The Economic-Loss Rule and Data-Breach Lawsuits: Defending Against Creative Pleading
We’ve discussed before the challenges that a business might face if it files a lawsuit after a data breach.
This post focuses on one particular challenge: the economic-loss rule. That rule prevents plaintiffs who suffer economic losses stemming from a contract from trying to recover those losses through non-contract claims.
Because business-to-business data-breach lawsuits are likely to involve some form of contractual relationship between the plaintiff and the defendant, the rule can be a powerful shield against tort claims—including and especially negligence.

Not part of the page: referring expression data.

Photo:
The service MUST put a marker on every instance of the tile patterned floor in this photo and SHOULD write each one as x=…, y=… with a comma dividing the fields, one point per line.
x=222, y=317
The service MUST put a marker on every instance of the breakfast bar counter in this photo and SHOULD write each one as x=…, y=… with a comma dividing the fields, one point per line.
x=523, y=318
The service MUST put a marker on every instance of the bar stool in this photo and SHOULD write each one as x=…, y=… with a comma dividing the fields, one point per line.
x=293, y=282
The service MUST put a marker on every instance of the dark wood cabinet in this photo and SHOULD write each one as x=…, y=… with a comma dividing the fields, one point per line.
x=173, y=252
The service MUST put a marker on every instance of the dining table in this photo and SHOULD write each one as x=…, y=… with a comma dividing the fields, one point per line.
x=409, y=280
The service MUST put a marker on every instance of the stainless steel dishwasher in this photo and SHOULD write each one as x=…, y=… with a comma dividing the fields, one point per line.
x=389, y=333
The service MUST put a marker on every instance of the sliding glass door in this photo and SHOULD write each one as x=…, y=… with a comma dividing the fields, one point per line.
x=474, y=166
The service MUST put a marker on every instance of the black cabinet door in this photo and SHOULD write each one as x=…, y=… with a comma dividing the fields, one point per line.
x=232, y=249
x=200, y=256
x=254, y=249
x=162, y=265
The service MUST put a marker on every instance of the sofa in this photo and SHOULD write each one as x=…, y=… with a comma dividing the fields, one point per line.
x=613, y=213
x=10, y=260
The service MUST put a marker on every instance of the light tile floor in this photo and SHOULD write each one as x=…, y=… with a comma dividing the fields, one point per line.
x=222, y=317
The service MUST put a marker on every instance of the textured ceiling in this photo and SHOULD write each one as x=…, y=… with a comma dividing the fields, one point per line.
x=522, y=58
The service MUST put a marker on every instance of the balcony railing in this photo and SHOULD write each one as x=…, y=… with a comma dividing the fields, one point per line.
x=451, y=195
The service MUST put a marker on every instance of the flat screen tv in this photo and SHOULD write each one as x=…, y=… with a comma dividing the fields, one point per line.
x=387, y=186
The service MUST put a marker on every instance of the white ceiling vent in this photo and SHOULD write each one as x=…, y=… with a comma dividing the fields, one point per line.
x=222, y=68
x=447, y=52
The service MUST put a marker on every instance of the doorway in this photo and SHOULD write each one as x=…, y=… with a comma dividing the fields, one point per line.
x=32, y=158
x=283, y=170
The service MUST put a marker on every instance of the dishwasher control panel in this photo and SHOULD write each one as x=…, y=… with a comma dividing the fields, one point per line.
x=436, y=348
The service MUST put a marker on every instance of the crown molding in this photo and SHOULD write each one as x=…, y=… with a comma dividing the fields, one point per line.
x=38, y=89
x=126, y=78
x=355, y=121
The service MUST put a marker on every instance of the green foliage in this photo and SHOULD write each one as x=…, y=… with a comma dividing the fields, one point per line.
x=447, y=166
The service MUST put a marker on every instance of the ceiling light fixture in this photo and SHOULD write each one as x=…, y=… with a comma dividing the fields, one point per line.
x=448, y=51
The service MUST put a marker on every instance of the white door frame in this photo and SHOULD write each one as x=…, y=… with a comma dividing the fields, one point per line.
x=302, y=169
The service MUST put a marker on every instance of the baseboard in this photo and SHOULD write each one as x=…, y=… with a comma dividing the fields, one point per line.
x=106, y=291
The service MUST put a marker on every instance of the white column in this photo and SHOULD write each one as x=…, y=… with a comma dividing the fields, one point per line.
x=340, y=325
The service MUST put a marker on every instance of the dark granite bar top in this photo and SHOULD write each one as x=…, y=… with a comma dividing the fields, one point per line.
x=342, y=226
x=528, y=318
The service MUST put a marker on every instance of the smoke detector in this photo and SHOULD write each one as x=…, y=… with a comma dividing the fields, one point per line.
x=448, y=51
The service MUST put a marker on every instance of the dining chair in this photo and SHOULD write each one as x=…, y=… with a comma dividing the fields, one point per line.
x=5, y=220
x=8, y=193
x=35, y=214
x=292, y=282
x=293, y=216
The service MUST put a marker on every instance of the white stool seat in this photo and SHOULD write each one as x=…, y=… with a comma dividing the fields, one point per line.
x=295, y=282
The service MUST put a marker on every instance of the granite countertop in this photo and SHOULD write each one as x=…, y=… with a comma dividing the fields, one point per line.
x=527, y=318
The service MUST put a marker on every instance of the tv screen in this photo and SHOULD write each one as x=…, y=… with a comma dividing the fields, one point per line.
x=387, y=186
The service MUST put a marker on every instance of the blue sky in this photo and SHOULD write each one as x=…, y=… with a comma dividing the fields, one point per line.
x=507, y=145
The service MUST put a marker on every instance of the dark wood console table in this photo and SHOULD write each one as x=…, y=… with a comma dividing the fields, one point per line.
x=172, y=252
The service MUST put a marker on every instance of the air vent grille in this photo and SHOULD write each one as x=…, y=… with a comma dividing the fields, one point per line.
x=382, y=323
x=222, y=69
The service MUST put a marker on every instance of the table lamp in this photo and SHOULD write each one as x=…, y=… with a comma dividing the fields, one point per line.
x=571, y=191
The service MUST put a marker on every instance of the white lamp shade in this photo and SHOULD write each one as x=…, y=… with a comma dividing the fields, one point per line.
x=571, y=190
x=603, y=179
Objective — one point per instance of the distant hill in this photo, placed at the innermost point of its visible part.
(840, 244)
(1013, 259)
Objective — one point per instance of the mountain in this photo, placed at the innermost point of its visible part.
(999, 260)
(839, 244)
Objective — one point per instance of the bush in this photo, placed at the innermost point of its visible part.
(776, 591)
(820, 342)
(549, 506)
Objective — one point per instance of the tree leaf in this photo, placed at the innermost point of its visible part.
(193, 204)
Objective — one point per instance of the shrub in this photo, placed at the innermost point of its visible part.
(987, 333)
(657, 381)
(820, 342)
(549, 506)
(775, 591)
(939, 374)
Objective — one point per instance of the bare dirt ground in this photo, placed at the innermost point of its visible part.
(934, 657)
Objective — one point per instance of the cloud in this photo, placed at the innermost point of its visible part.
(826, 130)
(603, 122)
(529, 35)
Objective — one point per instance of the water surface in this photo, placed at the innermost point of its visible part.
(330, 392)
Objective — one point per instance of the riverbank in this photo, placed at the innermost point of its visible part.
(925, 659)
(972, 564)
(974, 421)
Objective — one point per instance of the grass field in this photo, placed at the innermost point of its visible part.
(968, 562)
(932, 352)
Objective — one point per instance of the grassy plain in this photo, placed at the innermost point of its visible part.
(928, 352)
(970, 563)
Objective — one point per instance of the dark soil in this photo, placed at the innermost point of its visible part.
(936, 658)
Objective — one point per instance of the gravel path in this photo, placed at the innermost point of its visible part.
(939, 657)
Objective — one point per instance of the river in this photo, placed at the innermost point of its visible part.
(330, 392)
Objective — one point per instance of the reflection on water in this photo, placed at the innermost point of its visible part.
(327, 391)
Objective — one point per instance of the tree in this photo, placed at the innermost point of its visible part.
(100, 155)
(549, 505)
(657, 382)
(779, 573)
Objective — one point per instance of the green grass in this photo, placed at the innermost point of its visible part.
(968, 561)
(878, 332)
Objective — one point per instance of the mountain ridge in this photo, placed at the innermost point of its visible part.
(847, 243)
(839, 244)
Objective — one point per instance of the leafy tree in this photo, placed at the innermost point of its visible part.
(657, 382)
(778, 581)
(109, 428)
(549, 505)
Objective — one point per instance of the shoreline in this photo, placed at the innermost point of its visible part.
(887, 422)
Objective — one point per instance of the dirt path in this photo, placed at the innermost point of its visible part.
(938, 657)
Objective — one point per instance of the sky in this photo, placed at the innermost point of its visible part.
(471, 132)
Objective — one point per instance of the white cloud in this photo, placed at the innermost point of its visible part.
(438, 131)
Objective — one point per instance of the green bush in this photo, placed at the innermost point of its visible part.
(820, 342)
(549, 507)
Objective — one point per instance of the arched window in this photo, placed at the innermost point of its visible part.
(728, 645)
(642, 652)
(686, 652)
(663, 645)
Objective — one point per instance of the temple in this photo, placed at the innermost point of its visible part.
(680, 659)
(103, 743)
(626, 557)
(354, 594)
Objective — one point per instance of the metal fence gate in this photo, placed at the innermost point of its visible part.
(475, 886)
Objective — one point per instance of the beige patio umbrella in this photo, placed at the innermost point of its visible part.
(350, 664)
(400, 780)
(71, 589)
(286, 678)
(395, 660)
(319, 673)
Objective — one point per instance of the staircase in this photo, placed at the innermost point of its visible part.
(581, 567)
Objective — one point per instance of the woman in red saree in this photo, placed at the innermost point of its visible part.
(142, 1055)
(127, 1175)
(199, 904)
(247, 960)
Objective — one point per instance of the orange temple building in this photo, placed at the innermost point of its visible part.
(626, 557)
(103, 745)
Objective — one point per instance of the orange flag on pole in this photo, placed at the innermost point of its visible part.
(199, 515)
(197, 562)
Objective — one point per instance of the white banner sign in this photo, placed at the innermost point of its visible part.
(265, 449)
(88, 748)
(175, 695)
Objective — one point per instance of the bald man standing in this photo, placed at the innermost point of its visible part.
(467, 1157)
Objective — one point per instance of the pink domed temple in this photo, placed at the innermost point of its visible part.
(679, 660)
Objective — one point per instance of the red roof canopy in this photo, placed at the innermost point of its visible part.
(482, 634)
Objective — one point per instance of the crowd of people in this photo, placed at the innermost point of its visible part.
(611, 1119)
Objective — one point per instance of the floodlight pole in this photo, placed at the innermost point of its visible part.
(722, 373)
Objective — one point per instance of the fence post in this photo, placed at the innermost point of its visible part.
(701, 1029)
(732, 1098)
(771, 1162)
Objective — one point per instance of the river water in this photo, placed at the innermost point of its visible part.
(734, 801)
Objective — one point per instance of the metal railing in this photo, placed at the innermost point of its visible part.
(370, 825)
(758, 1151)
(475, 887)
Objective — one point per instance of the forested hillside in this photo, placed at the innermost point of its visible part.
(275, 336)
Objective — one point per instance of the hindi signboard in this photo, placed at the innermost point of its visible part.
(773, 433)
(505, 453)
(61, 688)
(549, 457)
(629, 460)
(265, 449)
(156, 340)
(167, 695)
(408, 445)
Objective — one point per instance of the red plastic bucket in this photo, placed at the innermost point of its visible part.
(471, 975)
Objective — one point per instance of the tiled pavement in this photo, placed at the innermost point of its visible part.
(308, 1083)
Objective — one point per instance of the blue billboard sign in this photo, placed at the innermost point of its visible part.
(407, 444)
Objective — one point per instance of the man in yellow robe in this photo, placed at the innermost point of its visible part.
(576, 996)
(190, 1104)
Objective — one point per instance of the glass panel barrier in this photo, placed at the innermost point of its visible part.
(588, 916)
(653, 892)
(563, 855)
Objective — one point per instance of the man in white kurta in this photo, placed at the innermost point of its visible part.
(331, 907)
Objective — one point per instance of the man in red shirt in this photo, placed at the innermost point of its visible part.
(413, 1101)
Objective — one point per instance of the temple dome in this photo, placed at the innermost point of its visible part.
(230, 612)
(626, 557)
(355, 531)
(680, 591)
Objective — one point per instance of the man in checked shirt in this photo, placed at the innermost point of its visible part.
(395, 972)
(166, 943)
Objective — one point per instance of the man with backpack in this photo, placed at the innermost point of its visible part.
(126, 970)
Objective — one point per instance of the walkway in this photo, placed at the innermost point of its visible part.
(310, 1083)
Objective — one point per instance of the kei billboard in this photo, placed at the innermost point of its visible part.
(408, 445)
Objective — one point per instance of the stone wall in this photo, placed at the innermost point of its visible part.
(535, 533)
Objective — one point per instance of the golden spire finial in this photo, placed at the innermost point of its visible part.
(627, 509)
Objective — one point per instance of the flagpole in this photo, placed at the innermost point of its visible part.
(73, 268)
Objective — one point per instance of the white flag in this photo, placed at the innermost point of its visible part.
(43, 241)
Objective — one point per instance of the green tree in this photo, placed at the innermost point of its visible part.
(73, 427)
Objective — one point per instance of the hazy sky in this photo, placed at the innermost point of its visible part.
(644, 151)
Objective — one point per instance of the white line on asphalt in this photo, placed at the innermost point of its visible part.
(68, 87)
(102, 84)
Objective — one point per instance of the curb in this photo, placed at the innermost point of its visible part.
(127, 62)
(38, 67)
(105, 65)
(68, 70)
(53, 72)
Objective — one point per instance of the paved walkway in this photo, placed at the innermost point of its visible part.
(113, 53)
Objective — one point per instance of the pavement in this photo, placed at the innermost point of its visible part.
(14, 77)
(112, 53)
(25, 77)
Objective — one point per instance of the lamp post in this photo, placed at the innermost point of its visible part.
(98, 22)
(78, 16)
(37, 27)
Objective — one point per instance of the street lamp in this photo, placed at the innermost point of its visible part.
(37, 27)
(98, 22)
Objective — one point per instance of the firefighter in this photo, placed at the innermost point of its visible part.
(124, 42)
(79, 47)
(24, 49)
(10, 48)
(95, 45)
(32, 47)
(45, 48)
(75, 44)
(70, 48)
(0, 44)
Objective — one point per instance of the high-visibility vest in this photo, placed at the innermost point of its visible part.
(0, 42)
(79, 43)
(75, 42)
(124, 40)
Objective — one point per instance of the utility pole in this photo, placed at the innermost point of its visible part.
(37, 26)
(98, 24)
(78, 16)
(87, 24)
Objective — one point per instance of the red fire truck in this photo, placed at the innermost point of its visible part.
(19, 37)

In a recent decision from a federal court in Colorado involving my go-to burrito spot, the plaintiffs got especially creative in attempting to avoid the economic-loss rule. This post examines the court’s handling of two of their claims.
Bellwether Community Credit Union v. Chipotle Mexican Grill concerned a cyberattack on point-of-sale systems in Chipotle restaurants that compromised customers’ credit- and debit-card information. The plaintiffs—credit unions who had to reissue payment cards and issue refunds for unauthorized purchases to the customers whose card data was stolen—sued Chipotle for failing to prevent the breach.
In addition to claims for negligence and violation of various states’ unfair and deceptive trade practices statutes, which are common in data breach lawsuits, the plaintiffs asserted two additional claims that are not: negligence per se and misappropriation of trade secrets under the federal Defend Trade Secrets Act (DTSA).
An independent duty?
Through both claims, it seems, the plaintiffs sought to avail themselves of the so-called “independent duty” exception to the economic-loss rule. Under that doctrine, the economic-loss rule does not bar a tort claim that alleges the breach of a duty that arose outside the scope of a contract.
As to the negligence per se claim, the plaintiffs alleged that Chipotle had a duty under Section 5 of the FTC Act to use reasonable measures to secure its customers’ payment card data.
The FTC, the plaintiffs observed, had issued guidance on data security for businesses, and brought enforcement actions under section 5 against other businesses that failed to protect payment card data. Although section 5 includes no private right of action, the plaintiffs alleged that Chipotle’s violation of its requirement to employ reasonable data security measures constituted negligence per se.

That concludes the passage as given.